Other conventional nozzle types allow a variable arc of coverage but only for a very limited arcuate range. Because of the limited adjustability of the water distribution arc, use of such conventional nozzles may result in overwatering or underwatering of surrounding terrain. This is especially true where multiple nozzles are used in a predetermined pattern to provide irrigation coverage over extended terrain. In such instances, given the limited flexibility in the types of water distribution arcs available, the use of multiple conventional nozzles often results in an overlap in the water distribution arcs or in insufficient coverage. Thus, certain portions of the terrain are overwatered, while other portions are not watered at all. Accordingly, there is a need for a variable arc nozzle that allows a user to set the water distribution arc along a substantial continuum of arcuate coverage, rather than several models that provide a limited arcuate range of coverage.
It is also desirable to control or regulate the throw radius of the water distributed to the surrounding terrain. In this regard, in the absence of a radius reduction device, the irrigation nozzle will have limited variability in the throw radius of water distributed from the nozzle, given relatively constant water pressure from a source. The inability to adjust the throw radius results both in the wasteful watering of terrain that does not require irrigation or insufficient watering of terrain that does require irrigation. A radius reduction device is desired to allow flexibility in water distribution and to allow control over the distance water is distributed from the nozzle, without varying the water pressure from the source. Some designs provide only limited adjustability and, therefore, allow only a limited range over which water may be distributed by the nozzle.
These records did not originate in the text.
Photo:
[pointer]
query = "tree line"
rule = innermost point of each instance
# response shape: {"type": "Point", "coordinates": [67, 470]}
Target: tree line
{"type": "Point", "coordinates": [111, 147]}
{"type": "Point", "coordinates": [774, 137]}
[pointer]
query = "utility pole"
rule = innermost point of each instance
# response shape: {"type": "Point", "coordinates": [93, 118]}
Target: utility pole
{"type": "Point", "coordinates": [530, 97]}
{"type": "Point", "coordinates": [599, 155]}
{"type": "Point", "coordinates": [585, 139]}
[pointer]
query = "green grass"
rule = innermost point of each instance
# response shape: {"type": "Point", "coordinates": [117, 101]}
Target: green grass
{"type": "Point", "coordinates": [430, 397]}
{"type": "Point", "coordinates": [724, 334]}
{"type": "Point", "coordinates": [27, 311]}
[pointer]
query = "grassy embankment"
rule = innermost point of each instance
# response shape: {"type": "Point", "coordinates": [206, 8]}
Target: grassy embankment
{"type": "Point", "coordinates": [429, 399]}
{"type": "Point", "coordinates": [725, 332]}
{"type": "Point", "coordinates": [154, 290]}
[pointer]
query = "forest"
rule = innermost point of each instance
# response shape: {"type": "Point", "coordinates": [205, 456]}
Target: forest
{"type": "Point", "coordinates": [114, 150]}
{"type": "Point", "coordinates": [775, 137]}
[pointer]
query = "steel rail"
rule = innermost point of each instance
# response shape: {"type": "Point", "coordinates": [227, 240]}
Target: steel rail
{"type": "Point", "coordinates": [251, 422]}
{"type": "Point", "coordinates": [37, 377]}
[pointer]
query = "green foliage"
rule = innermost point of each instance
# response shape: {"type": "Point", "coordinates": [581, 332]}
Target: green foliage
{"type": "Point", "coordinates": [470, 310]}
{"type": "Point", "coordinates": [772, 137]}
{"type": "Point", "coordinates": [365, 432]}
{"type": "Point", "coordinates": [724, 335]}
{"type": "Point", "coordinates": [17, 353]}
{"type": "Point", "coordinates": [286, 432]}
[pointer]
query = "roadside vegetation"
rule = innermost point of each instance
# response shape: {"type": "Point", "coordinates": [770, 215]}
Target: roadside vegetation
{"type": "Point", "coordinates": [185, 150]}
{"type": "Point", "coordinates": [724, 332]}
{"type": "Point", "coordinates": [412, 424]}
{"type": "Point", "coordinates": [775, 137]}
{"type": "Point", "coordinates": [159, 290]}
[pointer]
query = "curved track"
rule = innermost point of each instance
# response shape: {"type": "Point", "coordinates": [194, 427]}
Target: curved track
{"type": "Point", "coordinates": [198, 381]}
In addition, in previous designs, adjustment of the distribution arc has been regulated through the use of a hand tool, such as a screwdriver. The hand tool may be used to access a slot in the top of the nozzle cap, which is rotated to increase or decrease the length of the distribution arc. The slot is generally at one end of a shaft that rotates and causes an arc adjustment valve to open or close a desired amount. Users, however, may not have a hand tool readily available when they desire to make such adjustments. It would be therefore desirable to allow arc adjustment from the top of the nozzle without the need of a hand tool. It would also be desirable to allow the user to depress and rotate the top of the nozzle to directly actuate the arc adjustment valve, rather than through an intermediate rotating shaft.
Accordingly, a need exists for a truly variable arc nozzle that can be adjusted to a substantial range of water distribution arcs. In addition, a need exists to increase the adjustability of radius reduction and throw radius of an irrigation nozzle without varying the water pressure, particularly for rotating stream nozzles of the type for sweeping a plurality of relatively small water streams over a surrounding terrain area. Further, a need exists for a nozzle that allows a user to directly actuate an arc adjustment valve, rather than through a rotating shaft requiring a hand tool, and to adjust the throw radius by actuating or rotating an outer wall portion of the nozzle.